If you were to ask one of my friends to describe how I spend the majority of my evenings, the description you’d get would probably be that of a befuddled fop sipping tea in the tub, re-reading Evelyn Waugh’s Brideshead Revisited, muttering phrases like the following in a faux British accent: “Oh, dear me, Sebastian has fled to Morocco! I dearly hope he doesn’t ruin himself with drink!”
In other words, I’m not usually considered a very intense person. As I finish the fourth week of my exercise campaign with Evolution Fitness, I find myself thinking more and more about something my trainer Sam said: “All of these exercises are good, but if you don’t have intensity when you come work out, your results won’t be that great.”
My friends are right to a degree — I do enjoy a good bath, and I’ve read all the better works of Evelyn Waugh — but I can be intense. It’s intensity that got me through school and allows me to churn out so many articles and helped me quit drinking three years ago. When I set my mind on something, I become very intense. At those times, it hardly matters that Sebastian has fled to Morocco — I need to get to the gym, goddammit! It’s paying off, too, because I’ve lost 10 pounds. That’s a little more than two pounds each week.
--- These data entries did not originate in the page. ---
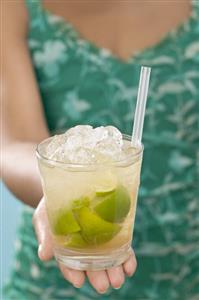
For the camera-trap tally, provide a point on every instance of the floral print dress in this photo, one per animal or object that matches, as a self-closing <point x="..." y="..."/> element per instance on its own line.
<point x="80" y="83"/>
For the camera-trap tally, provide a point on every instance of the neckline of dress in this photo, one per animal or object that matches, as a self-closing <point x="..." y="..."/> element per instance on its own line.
<point x="182" y="27"/>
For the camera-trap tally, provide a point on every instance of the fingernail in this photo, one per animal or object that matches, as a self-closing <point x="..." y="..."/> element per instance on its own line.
<point x="40" y="251"/>
<point x="77" y="286"/>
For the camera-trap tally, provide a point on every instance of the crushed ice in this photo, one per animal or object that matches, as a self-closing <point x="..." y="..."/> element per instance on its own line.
<point x="85" y="144"/>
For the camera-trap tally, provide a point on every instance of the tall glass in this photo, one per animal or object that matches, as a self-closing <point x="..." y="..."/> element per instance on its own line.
<point x="91" y="208"/>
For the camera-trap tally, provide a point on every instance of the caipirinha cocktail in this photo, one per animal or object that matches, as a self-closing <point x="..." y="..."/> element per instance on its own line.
<point x="90" y="180"/>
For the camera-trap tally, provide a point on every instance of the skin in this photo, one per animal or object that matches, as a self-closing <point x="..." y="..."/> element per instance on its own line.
<point x="104" y="23"/>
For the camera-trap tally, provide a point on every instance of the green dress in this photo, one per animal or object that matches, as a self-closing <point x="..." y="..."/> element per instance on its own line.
<point x="83" y="84"/>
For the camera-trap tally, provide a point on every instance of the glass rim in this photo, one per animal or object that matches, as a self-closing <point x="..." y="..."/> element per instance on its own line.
<point x="131" y="158"/>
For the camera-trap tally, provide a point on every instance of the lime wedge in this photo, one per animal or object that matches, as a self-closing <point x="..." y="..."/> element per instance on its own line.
<point x="114" y="206"/>
<point x="65" y="223"/>
<point x="95" y="230"/>
<point x="106" y="185"/>
<point x="75" y="241"/>
<point x="81" y="202"/>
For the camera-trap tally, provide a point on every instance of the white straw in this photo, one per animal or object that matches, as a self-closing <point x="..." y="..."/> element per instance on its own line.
<point x="140" y="106"/>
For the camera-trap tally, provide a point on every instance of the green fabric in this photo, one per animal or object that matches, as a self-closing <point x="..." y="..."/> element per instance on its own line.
<point x="83" y="84"/>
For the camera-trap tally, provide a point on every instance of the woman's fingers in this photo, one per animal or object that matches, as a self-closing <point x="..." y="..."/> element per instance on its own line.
<point x="99" y="280"/>
<point x="75" y="277"/>
<point x="116" y="276"/>
<point x="41" y="225"/>
<point x="129" y="266"/>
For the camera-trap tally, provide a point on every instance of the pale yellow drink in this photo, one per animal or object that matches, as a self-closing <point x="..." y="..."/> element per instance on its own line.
<point x="91" y="208"/>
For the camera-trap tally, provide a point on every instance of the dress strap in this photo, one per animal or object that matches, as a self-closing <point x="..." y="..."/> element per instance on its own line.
<point x="195" y="9"/>
<point x="36" y="13"/>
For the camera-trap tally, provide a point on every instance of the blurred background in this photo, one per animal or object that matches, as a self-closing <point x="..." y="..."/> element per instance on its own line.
<point x="11" y="208"/>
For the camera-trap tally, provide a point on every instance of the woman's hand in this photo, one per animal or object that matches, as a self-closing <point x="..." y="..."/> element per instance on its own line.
<point x="100" y="280"/>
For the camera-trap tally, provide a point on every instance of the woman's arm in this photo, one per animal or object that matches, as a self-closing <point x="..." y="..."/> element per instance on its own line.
<point x="23" y="124"/>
Evolution Fitness is a small gym, but unlike some larger gyms where folks mill around cluelessly, people seem to go to Evolution when they’re serious about getting into shape. Everyone’s on some kind of intense, tailored, trainer-monitored program.
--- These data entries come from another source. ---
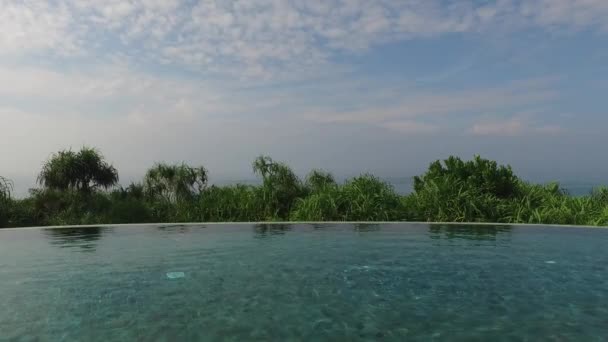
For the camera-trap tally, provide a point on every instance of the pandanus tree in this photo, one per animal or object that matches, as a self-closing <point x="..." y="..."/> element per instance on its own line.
<point x="5" y="193"/>
<point x="5" y="188"/>
<point x="84" y="171"/>
<point x="280" y="186"/>
<point x="175" y="182"/>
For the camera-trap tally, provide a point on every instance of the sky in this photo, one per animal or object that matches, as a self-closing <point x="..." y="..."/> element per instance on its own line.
<point x="350" y="86"/>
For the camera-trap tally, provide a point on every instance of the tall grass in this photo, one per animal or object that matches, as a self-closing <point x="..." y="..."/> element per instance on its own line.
<point x="450" y="191"/>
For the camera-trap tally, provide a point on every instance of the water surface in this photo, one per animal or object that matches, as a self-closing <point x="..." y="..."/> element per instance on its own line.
<point x="389" y="282"/>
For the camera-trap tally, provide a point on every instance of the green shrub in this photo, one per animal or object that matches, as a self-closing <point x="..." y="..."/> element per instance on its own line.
<point x="446" y="199"/>
<point x="364" y="198"/>
<point x="480" y="175"/>
<point x="238" y="203"/>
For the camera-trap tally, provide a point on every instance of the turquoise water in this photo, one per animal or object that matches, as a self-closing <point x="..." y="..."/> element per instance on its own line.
<point x="304" y="282"/>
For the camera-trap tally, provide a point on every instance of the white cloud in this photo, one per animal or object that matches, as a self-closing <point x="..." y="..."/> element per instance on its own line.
<point x="410" y="127"/>
<point x="419" y="104"/>
<point x="515" y="126"/>
<point x="261" y="37"/>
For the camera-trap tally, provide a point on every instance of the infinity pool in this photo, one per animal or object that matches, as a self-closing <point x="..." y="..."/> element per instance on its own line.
<point x="304" y="282"/>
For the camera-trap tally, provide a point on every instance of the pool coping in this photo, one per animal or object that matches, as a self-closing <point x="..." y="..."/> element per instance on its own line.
<point x="127" y="225"/>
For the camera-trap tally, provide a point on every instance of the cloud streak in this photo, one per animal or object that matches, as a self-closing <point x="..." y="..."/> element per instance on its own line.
<point x="259" y="38"/>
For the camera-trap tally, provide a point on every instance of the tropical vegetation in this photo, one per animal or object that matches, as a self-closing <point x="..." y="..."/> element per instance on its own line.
<point x="81" y="187"/>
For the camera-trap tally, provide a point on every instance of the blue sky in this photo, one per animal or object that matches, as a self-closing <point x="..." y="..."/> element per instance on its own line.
<point x="382" y="86"/>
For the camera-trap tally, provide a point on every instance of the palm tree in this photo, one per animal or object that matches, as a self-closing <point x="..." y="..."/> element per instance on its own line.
<point x="83" y="171"/>
<point x="6" y="186"/>
<point x="175" y="182"/>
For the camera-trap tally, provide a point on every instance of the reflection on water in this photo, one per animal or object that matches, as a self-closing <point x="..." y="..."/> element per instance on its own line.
<point x="366" y="227"/>
<point x="265" y="230"/>
<point x="464" y="232"/>
<point x="85" y="238"/>
<point x="302" y="282"/>
<point x="177" y="228"/>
Sam seems satisfied with my progress, but it irks him that I rarely call exercises by their proper names. To me, every exercise is a “thingy.” It’s silly of me, given that most of the exercises have names that pretty much write themselves. For example, a squat-curl-press is simply that: you squat, then curl, then press. I’m considering inventing an exercise called the “T-rex” just to piss Sam off.